If somebody wants to build a coal-powered plant, they can. It’s just that it will bankrupt them because they’re going to be charged a huge sum for all that greenhouse gas that’s being emitted. That will also generate billions of dollars that we can invest in solar, wind, biodiesel, and other alternative energy approaches.

Bankruptcies aside, the Obama years saw a steep decline in coal production in the state. According to a report published by West Virginia University, “After climbing to nearly 158 million short tons in 2008, the state’s coal mine output has tumbled in each successive year to an annual total of approximately 115 million short tons in 2014 ─ or a cumulative decline of 27 percent.”

This was the right long-term clean-energy approach, but it hit a sour chord in West Virginia.

True to her Obama-emulating form, Clinton took a similar tack this cycle when she said during a CNN town hall:

I’m the only candidate which has a policy about how to bring economic opportunity using clean renewable energy as the key into coal country. Because we’re going to put a lot of coal miners and coal companies out of business, right? And we’re going to make it clear that we don’t want to forget those people. Those people labored in those mines for generations, losing their health, often losing their lives to turn on our lights and power our factories. Now we’ve got to move away from coal and all the other fossil fuels, but I don’t want to move away from the people who did the best they could to produce the energy that we relied on.

Again, smart long-term policy, but doesn’t sit well in West Virginia. Clinton recently apologized for the “misstatement,” saying, “I don’t know how to explain it other than what I said was totally out of context for what I meant because I have been talking about helping coal country for a very long time.”

But the apology was too little, too late for voters in West Virginia.

West Virginia illustrates the danger that accompanies the Clinton strategy of closely aligning with President Obama and his policies: Many white voters, particularly white men, detest him. Many on the right think he went too far and many on the left don’t think he went far enough. The populist movements at both ideological extremes are to some degree anti-Obama movements.

As ABC News reported Tuesday about preliminary exit polls in the state, “the highest level of economic concern in any Democratic primary this year and greater-than-usual turnout among men, whites, political independents and critics of President Obama characterized Hillary Clinton’s challenges in the West Virginia primary.”

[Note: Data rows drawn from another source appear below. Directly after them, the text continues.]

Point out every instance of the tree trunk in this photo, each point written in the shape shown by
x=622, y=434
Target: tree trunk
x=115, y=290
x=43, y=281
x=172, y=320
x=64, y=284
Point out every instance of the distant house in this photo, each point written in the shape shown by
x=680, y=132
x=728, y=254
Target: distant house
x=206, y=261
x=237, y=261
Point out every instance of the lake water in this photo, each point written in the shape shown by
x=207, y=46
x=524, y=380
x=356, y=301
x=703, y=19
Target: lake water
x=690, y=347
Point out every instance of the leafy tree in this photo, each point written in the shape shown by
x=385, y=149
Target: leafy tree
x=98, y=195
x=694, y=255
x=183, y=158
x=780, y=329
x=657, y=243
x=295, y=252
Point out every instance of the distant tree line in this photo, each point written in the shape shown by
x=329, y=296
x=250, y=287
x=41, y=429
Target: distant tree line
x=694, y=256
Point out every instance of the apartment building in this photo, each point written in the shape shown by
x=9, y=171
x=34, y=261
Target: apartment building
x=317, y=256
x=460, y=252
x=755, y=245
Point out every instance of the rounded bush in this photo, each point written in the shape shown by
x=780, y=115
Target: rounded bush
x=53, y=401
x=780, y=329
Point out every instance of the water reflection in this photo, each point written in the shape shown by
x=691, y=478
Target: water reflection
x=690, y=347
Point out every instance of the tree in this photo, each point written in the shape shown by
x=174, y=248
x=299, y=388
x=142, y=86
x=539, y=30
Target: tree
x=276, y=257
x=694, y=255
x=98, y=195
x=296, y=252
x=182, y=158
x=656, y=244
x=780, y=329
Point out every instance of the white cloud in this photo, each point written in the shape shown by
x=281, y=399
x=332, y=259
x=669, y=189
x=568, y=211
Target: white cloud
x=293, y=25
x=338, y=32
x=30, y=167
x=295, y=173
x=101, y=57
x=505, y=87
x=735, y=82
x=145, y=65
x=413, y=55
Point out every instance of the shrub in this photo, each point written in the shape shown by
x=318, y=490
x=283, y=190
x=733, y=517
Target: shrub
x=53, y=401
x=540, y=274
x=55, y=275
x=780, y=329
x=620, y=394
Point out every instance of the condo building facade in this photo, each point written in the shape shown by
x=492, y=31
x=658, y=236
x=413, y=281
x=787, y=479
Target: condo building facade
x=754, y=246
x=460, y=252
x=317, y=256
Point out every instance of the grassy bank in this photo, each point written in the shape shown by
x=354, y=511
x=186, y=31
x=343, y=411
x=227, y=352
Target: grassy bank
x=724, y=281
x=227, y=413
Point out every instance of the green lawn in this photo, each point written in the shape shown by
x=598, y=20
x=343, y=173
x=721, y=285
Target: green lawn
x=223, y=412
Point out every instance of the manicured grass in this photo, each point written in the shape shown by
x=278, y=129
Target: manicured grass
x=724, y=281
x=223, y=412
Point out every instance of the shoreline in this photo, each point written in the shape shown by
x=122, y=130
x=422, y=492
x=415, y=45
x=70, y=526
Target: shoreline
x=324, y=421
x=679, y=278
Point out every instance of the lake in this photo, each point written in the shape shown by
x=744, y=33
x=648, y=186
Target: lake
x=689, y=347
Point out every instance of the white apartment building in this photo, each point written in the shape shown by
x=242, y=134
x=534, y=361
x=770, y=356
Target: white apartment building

In 2014, Gallup reported on the depths of this problem for Democrats in general:

President Barack Obama’s job approval rating among white non-college graduates is at 27 percent so far in 2014, 14 percentage points lower than among white college graduates. This is the largest yearly gap between these two groups since Obama took office. These data underscore the magnitude of the Democratic Party’s problem with working-class whites, among whom Obama lost in the 2012 presidential election, and among whom Democratic House candidates lost in the 2014 U.S. House voting by 30 points.

These white non-college graduates are a strong base of support for Donald Trump, who exclaimed in Nevada, “I love the poorly educated.” Apparently, the feeling is mutual.

If Trump has a path to the presidency, it will most likely be because of Clinton’s — and Democrats’ — weakness among people who look an awful lot like the voters in West Virginia.